Yesterday's post was about down time. And I'll just repeat the main point because I think people overlook it in their quest for more efficiency and all that. It is necessary to have real down time -- not just time you get to pack full of other tasks. I mean time which has no good use except to be used as slack. Having slack is the key to efficiency. If you pack it full of secondary tasks, it can't do it's job of providing for a margin of error.
Today, though, I wanted to talk about the related matter of those secondary tasks. But I'm too exhausted to even make sense of my original notes for this post. But maybe that is an example of what I want to talk about. (And to paraphrase Mark Twain: I'm sorry I don't have the time to write you a short blog post, so you'll have to make do with a long one....)
Three groups of tasks we often get mixed up: productive tasks, necessary tasks and slack time.
I am very out of shape right now. Part of the reason is because, I made a lifestyle change a year ago that makes my working time much much more sedentary. This has helped one set of repetitive stress injuries, but prompted another.
So....
I did something necessary. I converted my desk to a standing desk this week. This is at my day job -- where we don't have budget to go buying furniture. But I could spring for a $10 set of bed risers. All it required, then, was for me to pack up my office and disassemble my computer and then lift the table to put the risers under each of the legs... then reassemble everything.
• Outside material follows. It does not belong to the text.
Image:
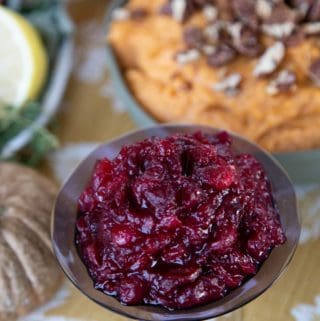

This is not what I would call productive time. This is, actually, one form of "cat vacuuming," which you can use to look busy and fill up your time rather than doing the job at hand. And it's certainly not slack time. In order to get it done, though, I certainly did have to stop and lean on a shovel a few times.
What I was doing, though, was necessary. I can't do the job with an RSI, and without being reasonably energetic and healthy. There are a lot of similar tasks which are necessary but not productive: Creating to do lists, dealing with email, research, studying, learning, practice, eating, sleeping, reading, sharpening pencils, shopping, filling out paperwork.... these are all necessary things. Some of them very necessary, and even immediately relevant to the task at hand. But they are not the task itself.
Research is not writing. Thinking while doing dishes (or taking a bath, or driving or shopping) is not writing. Generating ideas is not writing. They may be necessary to writing, but they aren't writing.
Now my day job is not like writing: Mine is an on-duty service job. People come to me with questions and problems. So technically, I am not in control of the "productivity" aspect of my job -- if nobody has a question at the moment, I'm in slack time. Which is when I do the "necessary but not productive" parts of my job.
But for most jobs, and for writing, you usually have something to get done, and the "necessary but not productive" competes with the time you have to do your main job. Bad managers often think the key to better productivity is to cut back on the time for other tasks, and at the same time, employees fight back and use "necessary" to justify more slack time.
But it's not a good idea to blur the definition between these tasks. What's necessary is necessary. Leave enough room for it. And leave slack in both the necessary and the productive parts of your schedule so that you have elbow room to work.
The Chinese have a saying about a wise man who gives full attention to what he's doing at the moment -- if resting, he gives his full attention to rest, if traveling his full attention to travel, etc.
I think these three are your boulders and pebbles and sand. You need to manage them so that there is room for all of them.
Tomorrow I will talk on yet another closely related topic: The Difference Between Important and Urgent, and setting priorities accordingly.
See you in the funny papers.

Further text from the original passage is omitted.